Ok, found out that between ES7.4 and 6.8 the difference is that the parent breaker takes real memory usage into account. Set it to indices.breaker.total.use_real_memory: false as on ES6.8 there is no such thing.
Ran the process again - no more issues.
So the only difference in terms of cluster config is that ES6.8 es_heap_size = 20g (or 63%) vs ES7.4 es_heap_size = 16g ( or 50%).

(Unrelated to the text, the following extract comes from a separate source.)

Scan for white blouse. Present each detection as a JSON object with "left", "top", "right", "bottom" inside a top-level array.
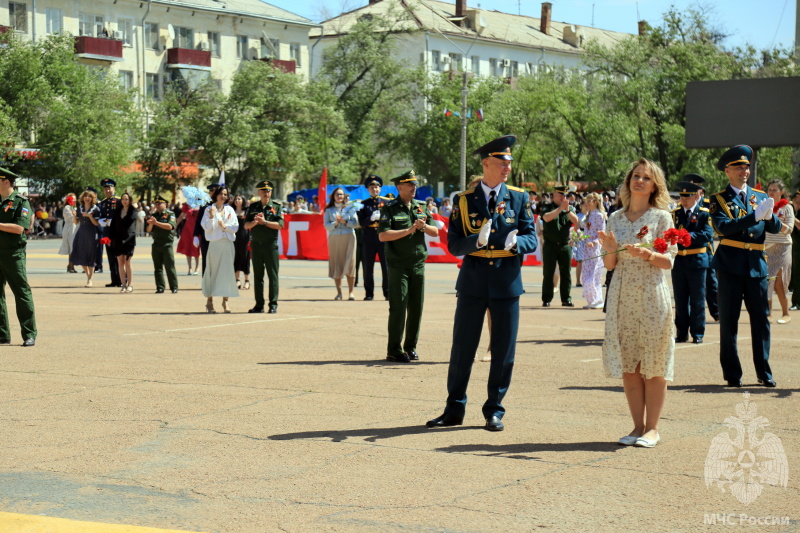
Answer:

Next 10 hrs nobody touched the cluster though i see this pattern:
Memory graph for ES7 for the past 10hrs NOT being used:
Memory graph for ES6 for the whole week being used:
I understand the issue with the aggregation and as I mentioned will switch to composite to get buckets - different topic.
My question is why ES7 RAM consumption pattern is so different than on ES6.8 (same configs/envs/hardware)? I see these zig-zags on ES7 but it's growing. After every clean up consumed memory is higher then it was after previous cleanup. Should I expect it to consume the RAM again and die? Maybe there is anything to track what is exactly causing it grow while not used?
Is there anything else I could adjust before diving into aggregations update? Maybe GC settings or..?
Also why switching off real memory usage for the parent breaker did the trick?